Font-ils un tabac ? n°130

par Erwin Van Hove

12/09/22

HU-Tobacco, Aus dem Krater Nr. 5

Rappelez-vous : les cinq mélanges de la gamme Aus dem Krater ne sont pas composés par Hans Wiedemann. Il s’agit au contraire de tabacs que le blender a sélectionnés dans le catalogue de Kohlhase & Kopp. D’ailleurs l’étiquette affiche clairement la mention Selected by HU-Tobacco.

Il va de soi que tout blender artisanal ambitieux a besoin d’un partenariat avec une manufacture qui dispose d’un stock important de tabacs et de l’outillage nécessaire pour produire et conditionner les mélanges qu’il crée. Ainsi Greg Pease fait faire ses blends chez Cornell & Diehl. Hans Wiedemann de son côté fait appel à DTM et à Kohlase & Kopp. Par contre, je ne vois absolument pas pourquoi un blender qui a concocté avec succès des dizaines de recettes, ressentirait le besoin d’élargir son catalogue avec des mélanges qui ne sont pas de sa main. Il semblerait d’ailleurs que Wiedemann s’en est lui-même rendu compte puisqu’il a supprimé la série Aus dem Krater de son site. Ceci dit, j’ai constaté que les commerçants qui commercialisent les tabacs HU, continuent à la vendre.

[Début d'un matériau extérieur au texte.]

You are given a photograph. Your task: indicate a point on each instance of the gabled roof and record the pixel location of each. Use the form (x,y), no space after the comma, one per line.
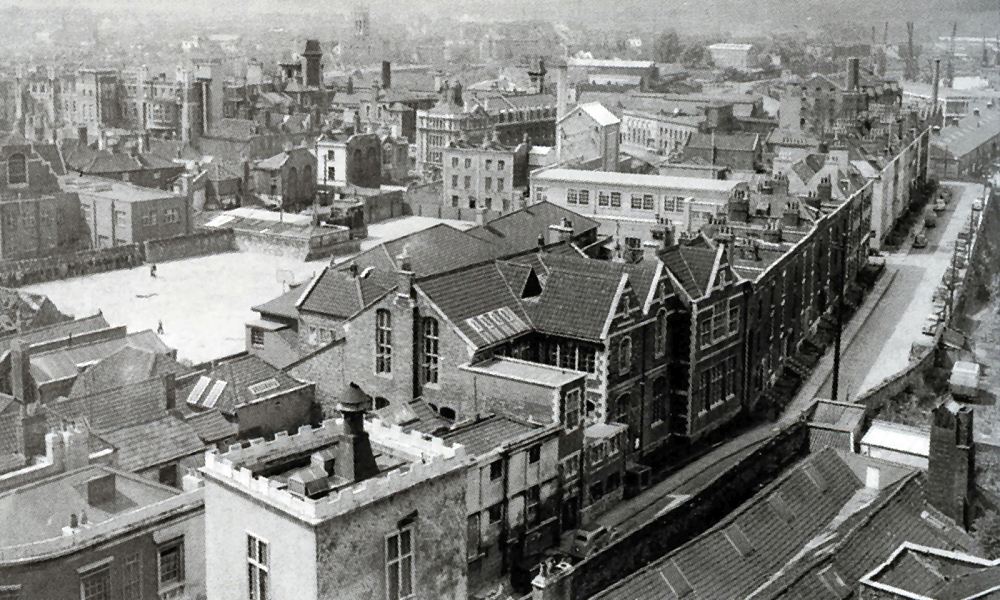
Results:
(154,443)
(128,365)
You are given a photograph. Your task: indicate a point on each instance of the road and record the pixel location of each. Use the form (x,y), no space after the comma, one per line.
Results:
(881,347)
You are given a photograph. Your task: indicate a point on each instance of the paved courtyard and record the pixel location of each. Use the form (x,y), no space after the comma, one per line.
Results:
(202,302)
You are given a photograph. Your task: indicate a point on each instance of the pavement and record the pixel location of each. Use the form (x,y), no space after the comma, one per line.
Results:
(203,302)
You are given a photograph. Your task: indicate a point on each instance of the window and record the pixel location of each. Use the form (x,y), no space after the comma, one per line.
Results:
(171,564)
(532,499)
(96,585)
(399,567)
(383,341)
(660,335)
(131,578)
(571,410)
(430,366)
(256,337)
(625,355)
(17,172)
(258,568)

Quand j’ouvre la boîte, je reconnais immédiatement le tabac puisqu’il s’agit de zebra flakes, c’est-à-dire de petits flakes composés d’une bande fauve et brun clair au milieu et de deux bandes presque noires aux extrémités. Manifestement il s’agit d’une copie du légendaire Orlik Dark Strong Kentucky. Il faut savoir que ce flake à succès n’est pas distribué en Allemagne, mais que la plupart des commerces spécialisés de Peter Heinrichs à Achim Frank et de Diehl à Schneiderwind en proposent des copies produites chez K&K.

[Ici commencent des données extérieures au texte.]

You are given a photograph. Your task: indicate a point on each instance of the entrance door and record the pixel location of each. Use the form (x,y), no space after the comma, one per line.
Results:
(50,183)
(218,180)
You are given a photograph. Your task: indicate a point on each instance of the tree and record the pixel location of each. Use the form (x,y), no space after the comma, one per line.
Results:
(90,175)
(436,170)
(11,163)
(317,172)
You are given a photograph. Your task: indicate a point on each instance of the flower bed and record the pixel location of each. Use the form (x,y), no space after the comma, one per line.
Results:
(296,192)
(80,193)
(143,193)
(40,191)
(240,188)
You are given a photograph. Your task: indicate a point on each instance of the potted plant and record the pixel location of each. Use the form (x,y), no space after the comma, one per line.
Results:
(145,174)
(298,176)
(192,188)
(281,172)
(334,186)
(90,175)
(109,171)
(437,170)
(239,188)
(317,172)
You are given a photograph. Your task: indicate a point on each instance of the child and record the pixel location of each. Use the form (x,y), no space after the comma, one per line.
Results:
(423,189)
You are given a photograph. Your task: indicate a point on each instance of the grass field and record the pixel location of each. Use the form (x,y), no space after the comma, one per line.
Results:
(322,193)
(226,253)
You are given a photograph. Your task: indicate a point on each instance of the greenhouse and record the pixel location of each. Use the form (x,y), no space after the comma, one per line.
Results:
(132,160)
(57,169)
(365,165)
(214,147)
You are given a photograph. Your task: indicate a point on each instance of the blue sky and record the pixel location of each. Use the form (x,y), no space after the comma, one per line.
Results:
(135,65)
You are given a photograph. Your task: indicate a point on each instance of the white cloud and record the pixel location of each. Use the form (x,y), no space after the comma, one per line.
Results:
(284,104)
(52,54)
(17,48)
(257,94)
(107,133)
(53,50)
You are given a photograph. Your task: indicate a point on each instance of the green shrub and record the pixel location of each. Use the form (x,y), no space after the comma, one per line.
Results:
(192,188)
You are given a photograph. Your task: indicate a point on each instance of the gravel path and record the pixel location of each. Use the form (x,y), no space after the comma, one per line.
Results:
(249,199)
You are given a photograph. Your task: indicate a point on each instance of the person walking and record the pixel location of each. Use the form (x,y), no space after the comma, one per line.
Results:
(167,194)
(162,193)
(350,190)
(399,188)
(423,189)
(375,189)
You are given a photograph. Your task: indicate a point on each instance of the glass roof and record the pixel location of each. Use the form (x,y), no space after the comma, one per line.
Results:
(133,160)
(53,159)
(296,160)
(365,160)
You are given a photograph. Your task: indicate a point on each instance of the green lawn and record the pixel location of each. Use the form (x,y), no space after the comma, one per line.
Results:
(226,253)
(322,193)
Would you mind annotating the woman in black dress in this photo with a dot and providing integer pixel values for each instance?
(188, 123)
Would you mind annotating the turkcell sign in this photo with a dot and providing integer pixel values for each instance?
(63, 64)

Les zebra flakes sont composés de virginia, de burley et bien évidemment de kentucky. Au nez, c’est le couple burley/kentucky qui domine. Le fond terreux est accentué de notes de viande fumée, de réglisse, de mélasse et peut-être de pruneau. Souples mais pas humides, les flakes sont prêts au bourrage. Plutôt que de les plier, je transforme les petites tranches en brins afin de bien mélanger les trois ingrédients.

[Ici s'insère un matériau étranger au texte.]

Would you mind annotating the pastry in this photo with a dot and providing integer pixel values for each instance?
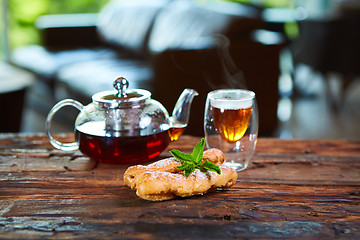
(162, 180)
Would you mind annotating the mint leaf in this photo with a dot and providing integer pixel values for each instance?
(192, 161)
(183, 157)
(211, 167)
(198, 151)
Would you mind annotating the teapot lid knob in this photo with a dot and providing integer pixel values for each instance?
(121, 84)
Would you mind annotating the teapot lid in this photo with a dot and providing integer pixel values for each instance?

Les premières minutes du fumage sont assez surprenantes : on s’attendrait à une vague de saveurs de l’herbe torréfiée, mais ce sont les virginias doux et cajoleurs qui captent l’attention. Certes, le terreux du burley et la note empyreumatique du kentucky sont présents mais en sourdine. Le tout n’a rien de spectaculaire, mais brille au contraire par un équilibre subtil et vraiment plaisant.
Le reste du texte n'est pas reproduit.